Provo • The troubled iProvo fiber-optic network is officially back in the city’s hands.
The Municipal Council voted unanimously Tuesday to approve a settlement agreement with Veracity Networks that returned the network to the city almost three years after it was sold to Broadweave Networks.
Veracity, which merged with Broadweave, will continue to operate the network, and lease property from the city.
“Essentially, we are taking back the network to the city,” Dan Follett, the city’s assistant finance director, told the council.
In July, the city deemed Veracity in default on its contract to buy the network after its security deposit fell below $1.6 million. Veracity had been using the deposit to cover its $278,000 monthly payment to the city to improve its cash flow.
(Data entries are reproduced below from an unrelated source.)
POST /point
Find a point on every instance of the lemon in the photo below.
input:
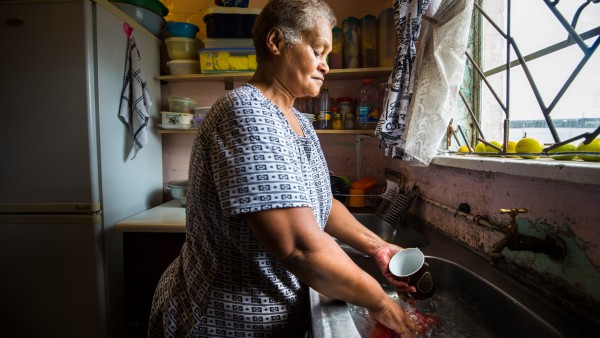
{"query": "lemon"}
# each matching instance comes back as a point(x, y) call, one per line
point(563, 148)
point(489, 149)
point(529, 145)
point(594, 146)
point(480, 148)
point(511, 148)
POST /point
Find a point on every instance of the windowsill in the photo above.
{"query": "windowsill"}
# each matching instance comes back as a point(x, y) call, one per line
point(568, 171)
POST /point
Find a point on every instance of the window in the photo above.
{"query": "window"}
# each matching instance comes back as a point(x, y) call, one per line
point(551, 60)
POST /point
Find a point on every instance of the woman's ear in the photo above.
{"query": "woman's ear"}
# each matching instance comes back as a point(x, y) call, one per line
point(275, 41)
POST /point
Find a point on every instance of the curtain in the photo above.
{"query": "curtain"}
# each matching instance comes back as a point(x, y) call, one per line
point(414, 123)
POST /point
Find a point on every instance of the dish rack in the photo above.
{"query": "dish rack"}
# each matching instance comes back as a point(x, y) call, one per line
point(396, 200)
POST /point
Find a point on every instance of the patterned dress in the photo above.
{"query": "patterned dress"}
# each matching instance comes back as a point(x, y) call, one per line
point(245, 158)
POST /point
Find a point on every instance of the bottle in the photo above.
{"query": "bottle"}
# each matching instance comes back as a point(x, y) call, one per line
point(324, 111)
point(366, 108)
point(386, 38)
point(349, 121)
point(350, 29)
point(368, 38)
point(335, 60)
point(336, 122)
point(345, 105)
Under the terms of the original sales agreement, the city would take possession of the network in a default and continue to be responsible for paying off its $37 million debt.
The city has been searching for a new buyer, but officials say no viable buyers have been found.
Tuesday’s agreement calls for Veracity to provide customer service and market the network, although the city reserves the right to market the network if it believes Veracity’s efforts are not effective.
The plan calls for Veracity to pay at least $95,000 a month, along with about $7,000 a month to rent the city’s Network Operations Center until February. The $95,000 payment will be kept in a dedicated fund until it totals $215,000, which would be used as a security deposit.
The agreement also calls for Veracity to pay an additional $23 a month for each new home customer who signs up, and 4 percent of the fees for apartment complexes and businesses that sign up for Veracity’s services after Jan. 1.
Any money Veracity takes in after these payments is its to keep.
Follett said the city and Veracity already are operating under the terms of the agreement, which is backdated to Jan. 1. The agreement expires at the end of February 2013, which caused Council Chairwoman Laura Cabanilla some concern.
“The time will pass quickly, and we will be back here negotiating another contract,” Cabanilla said.
Follett said the time frame should be enough for the city to decide on future plans for the network. He said the city can renew the agreement with Veracity when it expires.
Resident Jason Christensen said he knows the current administration inherited iProvo’s woes from its predecessor, but he expressed hope the city will find a buyer soon and relieve residents of the burden of paying for the network.
The city assesses a monthly utility fee to pay off the iProvo debt.
Even when the city ran the network, subscriptions were not enough to cover the debt, and the city had to infuse up to $2 million a year from the city’s Energy Department surplus funds.